Marbleseed's mission: Bringing organic farmers together

Marbleseed's mission: Bringing organic farmers together

Eagerness to learn within the agricultural community was what brought farmer Ryan Sullivan to one of the largest organic farming conferences in the country.

“It’s easy to walk away from (the conference) excited and get back to the farm,” said Sullivan, who farms north of Manitowoc, Wisconsin.

The recent Marbleseed Organic Farming Conference, formerly known as MOSES, brought Sullivan to the event thanks to a scholarship that prioritizes financial assistance to beginning farmers, veterans, historically underserved farmers and first-time attendees.

Sullivan says the family was bitten by the "wanting to farm" bug after buying the foreclosed house with a long to-do list of clean-up chores. Although, Sullivan knew his end goal was to learn more about food after having a daughter, he says that goal wasn't always easy, especially hailing from a background of aviation in the military.

“…learning about our food system and about nutrition in general was what I wanted. As a military guy, I knew a lot more about beer than I did food,” said Sullivan, who was hungry to learn more.

Today, the 40 rented acres and five acres of their homestead provides food for consumers through a food stand. The farm, formally listed as an LLC in 2020, now grows vegetables, livestock, broilers, and grass-fed lambs.

It was Sullivan’s fourth time attending the conference and says he was inspired by the variety of sessions including learning more about time management and different farms.

“There’s a million different types of farms, but everyone’s growing something and taking care of something that’s alive,” he said.

The 2023 Farmer of the Year, Harold and Ross Wilken of Janie's Farm Organic, share similar thoughts, but from the milling side of grains.

The Wilkens own and operate their multi-generational family farm in Illinois using the latest technology to raise hybrid and heritage food-grade grains. They serve large and small food companies, as well as many brewers and distillers, with their certified organic corn, soybeans, wheat, rye, oats, buckwheat and other grains.

Harold says he recognized the need in 2013 to start a business in that sold to consumers in the area while loading chicken feed made with homegrown grain that was bound for New York.

“As that truck pulled out of my yard, I thought this is really stupid, because there’s 10 million people in the food shed in Chicago,” said Wilken.

With this being the fifth-year milling and selling the flour to wholesalers and online customers, Wilken said, “we look at our customers as our partners.”

Wilken credits the organic conference experience in 2003 when he and his son, Ross, took a class on transitioning to organic.

“I came home from there with the confidence to go ahead, and do 100% of our farm organically. We've grown from there,” said Wilken.

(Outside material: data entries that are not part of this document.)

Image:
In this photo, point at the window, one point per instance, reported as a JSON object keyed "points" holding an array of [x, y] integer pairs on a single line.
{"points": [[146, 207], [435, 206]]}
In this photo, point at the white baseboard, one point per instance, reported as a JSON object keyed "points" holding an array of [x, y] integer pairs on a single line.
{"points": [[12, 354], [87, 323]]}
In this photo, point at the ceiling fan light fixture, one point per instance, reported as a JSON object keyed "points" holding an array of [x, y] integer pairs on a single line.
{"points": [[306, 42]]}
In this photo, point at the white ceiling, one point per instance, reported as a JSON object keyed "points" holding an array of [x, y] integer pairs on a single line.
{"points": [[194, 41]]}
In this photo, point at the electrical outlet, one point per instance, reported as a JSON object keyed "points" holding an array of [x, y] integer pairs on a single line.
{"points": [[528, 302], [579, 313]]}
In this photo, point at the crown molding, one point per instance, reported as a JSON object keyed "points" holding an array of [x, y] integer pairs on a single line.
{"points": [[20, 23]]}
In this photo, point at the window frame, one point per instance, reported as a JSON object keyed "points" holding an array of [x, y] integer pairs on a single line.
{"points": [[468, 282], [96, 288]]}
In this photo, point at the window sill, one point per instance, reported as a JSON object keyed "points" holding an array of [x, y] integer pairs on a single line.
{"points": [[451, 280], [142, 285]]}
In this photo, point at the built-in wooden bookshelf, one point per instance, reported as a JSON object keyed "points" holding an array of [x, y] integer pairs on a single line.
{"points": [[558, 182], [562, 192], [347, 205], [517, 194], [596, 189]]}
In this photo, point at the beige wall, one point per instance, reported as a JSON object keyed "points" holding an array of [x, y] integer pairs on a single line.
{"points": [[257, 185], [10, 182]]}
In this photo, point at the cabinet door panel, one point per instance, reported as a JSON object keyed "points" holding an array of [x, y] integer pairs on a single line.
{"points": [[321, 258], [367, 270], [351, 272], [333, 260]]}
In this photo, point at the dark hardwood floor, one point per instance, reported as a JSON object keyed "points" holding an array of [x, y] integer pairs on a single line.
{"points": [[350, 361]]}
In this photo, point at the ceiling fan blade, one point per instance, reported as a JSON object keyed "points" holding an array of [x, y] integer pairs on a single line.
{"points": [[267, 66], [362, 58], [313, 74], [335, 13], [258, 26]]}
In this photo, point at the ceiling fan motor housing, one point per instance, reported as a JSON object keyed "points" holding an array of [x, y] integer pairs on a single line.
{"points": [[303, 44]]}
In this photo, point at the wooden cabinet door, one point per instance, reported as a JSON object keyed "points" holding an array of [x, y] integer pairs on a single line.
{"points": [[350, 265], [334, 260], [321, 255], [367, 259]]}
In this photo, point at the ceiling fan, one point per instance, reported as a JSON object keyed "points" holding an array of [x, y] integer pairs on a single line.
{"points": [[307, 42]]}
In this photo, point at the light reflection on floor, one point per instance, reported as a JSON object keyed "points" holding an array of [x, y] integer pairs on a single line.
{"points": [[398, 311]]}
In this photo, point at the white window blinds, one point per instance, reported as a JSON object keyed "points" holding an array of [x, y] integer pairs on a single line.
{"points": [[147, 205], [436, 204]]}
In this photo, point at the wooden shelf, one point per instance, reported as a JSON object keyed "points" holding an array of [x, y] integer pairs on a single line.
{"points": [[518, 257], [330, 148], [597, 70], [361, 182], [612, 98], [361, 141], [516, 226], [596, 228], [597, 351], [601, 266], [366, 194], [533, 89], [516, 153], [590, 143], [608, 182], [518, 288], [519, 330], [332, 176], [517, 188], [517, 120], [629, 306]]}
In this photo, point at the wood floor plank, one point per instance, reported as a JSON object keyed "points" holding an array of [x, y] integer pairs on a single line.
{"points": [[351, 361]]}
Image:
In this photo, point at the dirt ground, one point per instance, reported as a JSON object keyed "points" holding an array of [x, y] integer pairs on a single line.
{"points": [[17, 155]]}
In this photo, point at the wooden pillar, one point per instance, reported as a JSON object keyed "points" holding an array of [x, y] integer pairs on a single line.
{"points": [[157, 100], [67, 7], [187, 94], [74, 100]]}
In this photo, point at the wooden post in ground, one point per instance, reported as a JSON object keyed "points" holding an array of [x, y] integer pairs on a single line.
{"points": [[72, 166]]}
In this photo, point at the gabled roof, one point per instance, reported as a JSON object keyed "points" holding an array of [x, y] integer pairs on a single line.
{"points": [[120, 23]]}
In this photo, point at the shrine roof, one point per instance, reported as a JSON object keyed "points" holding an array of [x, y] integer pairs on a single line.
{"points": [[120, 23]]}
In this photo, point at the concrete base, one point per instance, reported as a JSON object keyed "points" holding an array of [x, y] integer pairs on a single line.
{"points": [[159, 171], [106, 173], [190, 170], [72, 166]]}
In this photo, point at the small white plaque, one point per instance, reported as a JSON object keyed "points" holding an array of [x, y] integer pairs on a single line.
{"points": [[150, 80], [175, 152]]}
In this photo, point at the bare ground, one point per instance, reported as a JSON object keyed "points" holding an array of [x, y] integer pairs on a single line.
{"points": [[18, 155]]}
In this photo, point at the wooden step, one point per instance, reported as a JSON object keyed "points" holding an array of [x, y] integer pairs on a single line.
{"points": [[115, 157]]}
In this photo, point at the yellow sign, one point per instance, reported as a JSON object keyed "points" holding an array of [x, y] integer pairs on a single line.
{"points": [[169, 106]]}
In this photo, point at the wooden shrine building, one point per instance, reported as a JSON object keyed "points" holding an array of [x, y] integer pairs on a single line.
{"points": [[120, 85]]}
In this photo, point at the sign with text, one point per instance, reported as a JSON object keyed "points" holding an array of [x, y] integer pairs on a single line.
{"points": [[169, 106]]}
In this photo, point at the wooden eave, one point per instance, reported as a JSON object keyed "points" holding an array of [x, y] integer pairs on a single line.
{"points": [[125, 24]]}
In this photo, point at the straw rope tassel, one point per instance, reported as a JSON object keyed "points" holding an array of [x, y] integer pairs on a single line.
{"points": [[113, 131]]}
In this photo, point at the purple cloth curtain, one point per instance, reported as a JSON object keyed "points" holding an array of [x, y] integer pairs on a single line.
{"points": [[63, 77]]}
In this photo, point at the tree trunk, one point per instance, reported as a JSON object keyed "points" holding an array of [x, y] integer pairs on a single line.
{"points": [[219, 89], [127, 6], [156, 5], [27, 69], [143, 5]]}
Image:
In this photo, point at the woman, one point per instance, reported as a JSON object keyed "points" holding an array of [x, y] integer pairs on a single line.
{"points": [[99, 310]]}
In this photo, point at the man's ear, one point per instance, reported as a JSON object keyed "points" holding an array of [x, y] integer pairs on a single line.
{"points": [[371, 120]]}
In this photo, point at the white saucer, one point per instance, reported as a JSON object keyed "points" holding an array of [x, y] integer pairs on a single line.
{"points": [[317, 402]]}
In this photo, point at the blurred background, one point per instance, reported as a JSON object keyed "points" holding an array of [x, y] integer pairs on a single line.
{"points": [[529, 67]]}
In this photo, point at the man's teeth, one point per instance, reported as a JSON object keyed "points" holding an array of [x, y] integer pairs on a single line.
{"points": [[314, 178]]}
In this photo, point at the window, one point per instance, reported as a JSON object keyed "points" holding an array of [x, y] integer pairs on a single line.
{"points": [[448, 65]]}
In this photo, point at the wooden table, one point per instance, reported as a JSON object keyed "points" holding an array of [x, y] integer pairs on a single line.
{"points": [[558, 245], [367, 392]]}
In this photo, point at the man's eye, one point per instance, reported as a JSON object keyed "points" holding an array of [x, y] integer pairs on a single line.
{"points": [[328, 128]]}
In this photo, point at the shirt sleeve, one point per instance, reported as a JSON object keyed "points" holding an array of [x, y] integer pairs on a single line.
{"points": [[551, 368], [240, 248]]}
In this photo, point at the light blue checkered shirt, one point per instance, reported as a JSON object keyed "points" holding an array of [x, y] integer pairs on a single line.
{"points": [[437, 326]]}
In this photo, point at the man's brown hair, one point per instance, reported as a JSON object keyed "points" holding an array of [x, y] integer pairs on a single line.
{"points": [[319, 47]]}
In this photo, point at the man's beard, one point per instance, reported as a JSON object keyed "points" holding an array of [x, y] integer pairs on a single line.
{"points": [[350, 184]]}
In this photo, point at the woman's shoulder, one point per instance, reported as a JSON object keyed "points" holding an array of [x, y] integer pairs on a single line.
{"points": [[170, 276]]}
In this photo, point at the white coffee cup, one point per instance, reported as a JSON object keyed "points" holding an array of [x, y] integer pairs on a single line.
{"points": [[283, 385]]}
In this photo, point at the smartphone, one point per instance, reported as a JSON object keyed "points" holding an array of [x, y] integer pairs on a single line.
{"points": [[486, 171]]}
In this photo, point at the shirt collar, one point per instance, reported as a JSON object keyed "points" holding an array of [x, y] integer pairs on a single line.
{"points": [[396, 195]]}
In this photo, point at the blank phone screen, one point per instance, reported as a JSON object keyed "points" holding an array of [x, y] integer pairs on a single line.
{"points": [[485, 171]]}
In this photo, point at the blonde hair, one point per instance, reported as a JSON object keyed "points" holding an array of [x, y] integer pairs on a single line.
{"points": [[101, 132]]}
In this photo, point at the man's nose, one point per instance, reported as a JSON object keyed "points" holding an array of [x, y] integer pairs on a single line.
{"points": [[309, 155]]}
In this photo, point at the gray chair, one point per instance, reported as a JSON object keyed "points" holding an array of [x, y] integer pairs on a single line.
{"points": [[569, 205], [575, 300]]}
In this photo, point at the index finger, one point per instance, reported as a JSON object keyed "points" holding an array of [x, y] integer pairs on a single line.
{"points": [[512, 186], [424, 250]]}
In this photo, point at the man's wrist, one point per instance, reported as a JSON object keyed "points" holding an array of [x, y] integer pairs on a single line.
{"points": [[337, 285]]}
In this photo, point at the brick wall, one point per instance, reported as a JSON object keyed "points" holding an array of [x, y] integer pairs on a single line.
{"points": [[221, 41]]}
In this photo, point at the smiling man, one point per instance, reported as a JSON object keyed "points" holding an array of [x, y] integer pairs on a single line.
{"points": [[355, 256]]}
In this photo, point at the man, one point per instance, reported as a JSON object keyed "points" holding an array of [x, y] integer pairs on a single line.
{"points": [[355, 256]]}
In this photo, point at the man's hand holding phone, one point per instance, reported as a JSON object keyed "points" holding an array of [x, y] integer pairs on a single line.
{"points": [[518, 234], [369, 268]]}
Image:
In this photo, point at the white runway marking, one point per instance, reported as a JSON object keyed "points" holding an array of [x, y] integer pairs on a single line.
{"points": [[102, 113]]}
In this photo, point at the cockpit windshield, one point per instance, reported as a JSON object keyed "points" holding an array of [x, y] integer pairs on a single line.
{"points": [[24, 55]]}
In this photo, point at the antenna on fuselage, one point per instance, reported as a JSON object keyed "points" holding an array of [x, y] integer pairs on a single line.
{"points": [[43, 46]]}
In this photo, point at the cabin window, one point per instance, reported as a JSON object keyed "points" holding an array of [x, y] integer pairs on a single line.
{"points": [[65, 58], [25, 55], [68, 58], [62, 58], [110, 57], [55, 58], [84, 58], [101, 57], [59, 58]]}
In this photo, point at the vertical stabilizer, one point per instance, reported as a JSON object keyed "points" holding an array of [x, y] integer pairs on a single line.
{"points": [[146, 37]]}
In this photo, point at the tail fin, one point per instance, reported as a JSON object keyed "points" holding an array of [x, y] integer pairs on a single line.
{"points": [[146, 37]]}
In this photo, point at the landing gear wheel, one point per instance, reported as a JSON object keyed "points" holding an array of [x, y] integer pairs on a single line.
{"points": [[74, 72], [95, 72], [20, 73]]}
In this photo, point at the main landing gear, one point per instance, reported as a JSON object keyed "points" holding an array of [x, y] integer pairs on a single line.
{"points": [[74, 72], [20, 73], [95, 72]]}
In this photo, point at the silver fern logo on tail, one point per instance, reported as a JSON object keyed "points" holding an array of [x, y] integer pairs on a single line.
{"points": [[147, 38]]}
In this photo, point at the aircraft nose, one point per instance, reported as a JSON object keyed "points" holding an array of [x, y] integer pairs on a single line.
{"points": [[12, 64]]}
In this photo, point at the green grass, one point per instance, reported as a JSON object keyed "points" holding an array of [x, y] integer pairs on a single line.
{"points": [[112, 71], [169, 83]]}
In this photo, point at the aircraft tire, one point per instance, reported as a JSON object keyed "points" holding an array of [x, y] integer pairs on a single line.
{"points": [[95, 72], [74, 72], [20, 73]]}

While the annual conference recently celebrated the 34 annual conference in La Crosse, Wisconsin, it recently changed the name of MOSES (Midwest Organic and Sustainable Education Services) to Marbleseed as a metaphor for all of the things the group wanted to be, said Executive Director Lori Stern.

“Part of what started to happen over time is confusion,” said Stern. “We’re finding, like in many sectors of the population aging, there are lots of farmers that are getting older.”

Therefore, Stern said as the farmers who were once part of the beginning label discussions in 1990 transitioned their land, we found the new farmers were not as familiar with the organizations and services offered related to organic agriculture.

“I was having to do the whole acronym, which nobody really remembered,” she said.

With an organization that was founded by farmers who were interested in educating themselves about engaging with the label to become certified organic, it was a time for a change, said Stern.

The mission has not changed, Stern said, adding that, "Marbleseed is indigenous to the Midwest prairie plant, with a deep taproot and is used for restoration.”

“So much resonated with the work that we do and we wanted to bring the community together to see the many programs and activities that’s offered beyond the conference," she said, noting that the conference attracted nearly 2,000 attendees and over 160 exhibitors for a trade show.

All in all, the conference brought together many, a goal of the conference.

“It’s like any other (conference) where you come to a place, and there’s so many people and you really recognize that you’re part of something bigger, and that you can connect with all these people that are here,” said Stern.